PPL is a small, functional, polymorphic, PCF-like call-by-name programming language based on the lambda calculus. Its purpose is to demonstrate the compilation of such a language into low-level machine code.

The PPL compiler was written by Ari Lamstein under the supervision of Peter Selinger as part of a UROP project in the Winter of 2000, and as part of an REU project in the Spring of 2000, at the University of Michigan.

## Description:

The PPL language and the compiler are described in detail in an article by Ari Lamstein, which appeared in the Rose-Hulman Institute of Technology Undergraduate Mathematics Journal. Here is a brief overview:

PPL is an extension of the call-by-name lambda calculus with integers, booleans, let and let rec bindings, products and sum types. The type system of PPL is ML-polymorphism. The syntax of PPL terms M,N is as follows. Here reserved words and symbols are shown in red, n and j are integers, and x is an identifier.
 M,N ::= x  |  n  |  `true`  |  `false`  |  `(`M`)`  |  `\`x`.`M  |  MN |  `let` x`=`M `in` N  |  `let rec` x`=`M `in` N |  `()`  |  `(`M1`,`...`,`Mn`)`  |  `pi`j`/`n M |  `in`j`/`n M  |  `case` M `of` `in`1`/`n x1 `->` N1 `|` ... `|` `in`n`/`n xn `->` Nn
In addition, the standard environment contains a number of pre-defined functions, such as `plus`, `if` etc.

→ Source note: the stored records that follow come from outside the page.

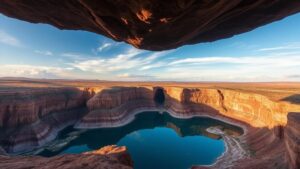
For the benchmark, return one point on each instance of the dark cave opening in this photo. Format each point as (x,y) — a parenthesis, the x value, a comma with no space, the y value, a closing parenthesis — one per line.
(159,96)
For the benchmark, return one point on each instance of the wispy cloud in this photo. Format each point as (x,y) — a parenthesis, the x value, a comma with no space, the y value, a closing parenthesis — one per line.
(128,60)
(128,76)
(104,46)
(34,71)
(46,52)
(8,39)
(273,60)
(290,46)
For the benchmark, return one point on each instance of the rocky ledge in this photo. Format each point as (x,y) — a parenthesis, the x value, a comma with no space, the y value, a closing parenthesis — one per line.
(154,24)
(111,157)
(271,128)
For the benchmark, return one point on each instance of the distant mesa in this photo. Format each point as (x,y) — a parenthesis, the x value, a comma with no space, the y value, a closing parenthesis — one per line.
(155,24)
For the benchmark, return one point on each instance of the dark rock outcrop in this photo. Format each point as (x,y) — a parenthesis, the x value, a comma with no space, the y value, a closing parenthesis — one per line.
(154,24)
(111,157)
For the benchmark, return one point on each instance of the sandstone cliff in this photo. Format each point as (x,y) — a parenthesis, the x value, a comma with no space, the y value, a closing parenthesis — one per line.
(111,157)
(32,117)
(271,131)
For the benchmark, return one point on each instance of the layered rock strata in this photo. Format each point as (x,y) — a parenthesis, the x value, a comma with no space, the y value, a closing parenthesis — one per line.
(111,157)
(264,120)
(31,118)
(154,24)
(271,131)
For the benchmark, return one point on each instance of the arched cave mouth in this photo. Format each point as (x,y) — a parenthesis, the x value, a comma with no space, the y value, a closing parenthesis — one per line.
(159,96)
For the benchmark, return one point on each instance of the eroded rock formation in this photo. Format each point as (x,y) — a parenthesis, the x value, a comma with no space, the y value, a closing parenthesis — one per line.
(32,117)
(111,157)
(154,24)
(271,138)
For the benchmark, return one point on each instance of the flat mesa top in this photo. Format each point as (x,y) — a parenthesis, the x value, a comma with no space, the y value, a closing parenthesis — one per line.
(273,90)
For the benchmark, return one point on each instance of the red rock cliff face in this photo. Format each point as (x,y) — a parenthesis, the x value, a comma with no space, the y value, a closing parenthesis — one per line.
(25,107)
(271,132)
(115,106)
(270,136)
(154,24)
(111,157)
(32,117)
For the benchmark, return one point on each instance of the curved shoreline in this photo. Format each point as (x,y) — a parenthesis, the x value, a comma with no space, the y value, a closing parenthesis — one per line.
(227,139)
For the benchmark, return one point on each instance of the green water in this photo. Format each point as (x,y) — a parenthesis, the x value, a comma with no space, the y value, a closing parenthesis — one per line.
(154,141)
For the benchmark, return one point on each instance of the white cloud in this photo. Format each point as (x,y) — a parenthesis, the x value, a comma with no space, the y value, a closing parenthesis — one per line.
(125,61)
(104,46)
(290,46)
(33,71)
(8,39)
(273,60)
(46,52)
(130,77)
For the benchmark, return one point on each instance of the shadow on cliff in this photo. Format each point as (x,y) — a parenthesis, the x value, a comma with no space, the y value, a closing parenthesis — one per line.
(275,147)
(294,99)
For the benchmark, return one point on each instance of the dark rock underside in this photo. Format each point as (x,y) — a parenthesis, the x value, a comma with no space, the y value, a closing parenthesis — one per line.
(154,24)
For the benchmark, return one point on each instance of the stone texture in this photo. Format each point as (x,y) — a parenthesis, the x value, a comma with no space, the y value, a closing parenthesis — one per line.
(154,24)
(270,139)
(111,157)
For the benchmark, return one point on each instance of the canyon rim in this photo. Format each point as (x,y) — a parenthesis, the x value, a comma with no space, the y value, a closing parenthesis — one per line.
(233,64)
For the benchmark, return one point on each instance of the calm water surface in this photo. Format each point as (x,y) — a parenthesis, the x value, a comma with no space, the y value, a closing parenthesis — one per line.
(154,141)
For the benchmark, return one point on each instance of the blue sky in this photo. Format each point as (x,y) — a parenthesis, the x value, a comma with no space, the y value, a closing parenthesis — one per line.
(268,53)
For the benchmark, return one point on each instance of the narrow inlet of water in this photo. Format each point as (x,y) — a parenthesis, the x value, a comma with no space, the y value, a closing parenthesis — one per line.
(153,140)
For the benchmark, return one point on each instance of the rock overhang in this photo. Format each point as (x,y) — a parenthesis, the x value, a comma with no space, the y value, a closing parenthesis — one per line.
(154,24)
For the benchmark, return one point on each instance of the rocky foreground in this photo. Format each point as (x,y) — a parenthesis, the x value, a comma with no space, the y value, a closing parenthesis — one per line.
(154,24)
(111,157)
(32,116)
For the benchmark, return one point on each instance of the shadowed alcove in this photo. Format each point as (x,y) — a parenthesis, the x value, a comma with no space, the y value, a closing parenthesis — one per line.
(159,96)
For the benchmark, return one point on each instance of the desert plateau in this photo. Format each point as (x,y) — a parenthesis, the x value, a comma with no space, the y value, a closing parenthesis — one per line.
(149,84)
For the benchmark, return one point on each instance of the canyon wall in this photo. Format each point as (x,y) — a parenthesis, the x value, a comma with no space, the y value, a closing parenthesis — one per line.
(32,117)
(111,157)
(115,106)
(272,132)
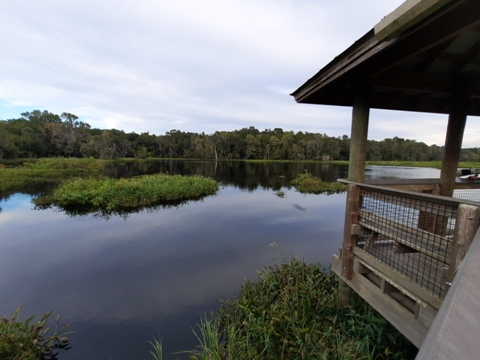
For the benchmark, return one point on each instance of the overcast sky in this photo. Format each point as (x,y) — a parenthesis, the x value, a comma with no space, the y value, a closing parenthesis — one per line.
(191,65)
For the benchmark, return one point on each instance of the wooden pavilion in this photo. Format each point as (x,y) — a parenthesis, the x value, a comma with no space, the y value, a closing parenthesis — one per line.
(404,241)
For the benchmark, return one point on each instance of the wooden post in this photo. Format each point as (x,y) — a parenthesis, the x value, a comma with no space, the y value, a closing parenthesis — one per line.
(356,172)
(358,143)
(350,236)
(466,226)
(455,129)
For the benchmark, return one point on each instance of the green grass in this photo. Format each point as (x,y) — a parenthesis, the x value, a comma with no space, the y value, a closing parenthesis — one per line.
(292,312)
(45,173)
(30,340)
(306,183)
(107,195)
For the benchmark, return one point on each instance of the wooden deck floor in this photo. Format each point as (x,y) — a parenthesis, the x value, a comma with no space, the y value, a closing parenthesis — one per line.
(422,269)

The PPL compiler translates closed PPL terms into an idealized assembly language. This idealized assembly language differs from actual assembly language in several respects: it allows for an infinite number of registers, and it has opcodes for certain high-level operations, such as allocation and exit, which would normally be realized as system calls. For reasons of portability, the ``assembly code'' generated by the PPL compiler is actually realized as a set of pre-processor macros in the C language; thus, the output of `ppl` can be compiled by any C-compiler on the target machine.

## Usage:

The default behavior of the compiler is realized by typing ```ppl filename```, where `filename` is a file which contains a PPL program. The compiler will read the program, write its most general type to the terminal, and write its assembly code translation to a file. PPL accepts the following command line options:
 `--parse, -p` Do not compile; parse and type-check only. `--step, -s` Print CBN reduction sequence. `--reduce, -r` Reduce term to CBN normal form. `--untyped, -u` Omit type-checking. `--optimize, -z` Create optimized compiled code. `--typeinfo mode, -i mode` Print additional type information depending on `mode. ` `--term term` Use `term` as input. `--stdin` Read input from terminal. `--stdout` Write output to terminal. `--output filename, -o filename` Write output to specified file. `--help, -h` Print help message and exit. `--version, -v` Print version info and exit.
The `--parse` flag will cause the compiler to read and type-check a PPL program but not compile it. The `--reduce` and `--step` flags cause the compiler to apply CBN reduction to the input term. In `--reduce` mode, the final normal form is printed, whereas in `--step` mode, the entire reduction sequence is printed, one term per line. The `--typeinfo mode` flag alters the amount of type information that is displayed to the terminal. `mode` must be one of `none`, `all`, `top`, `let` or an integer nesting depth n. The compiler then gives type information on, respectively, no variables, all variables, all variables defined on the top-level, variables defined only by let and let-rec constructs, and variables defined up to a depth of n. The `--untyped` flag causes the compiler to not type-check the PPL program. The `--optimize` flag will cause the compiler to beta-reduce certain redexes before compilation, yielding more efficient assembly code.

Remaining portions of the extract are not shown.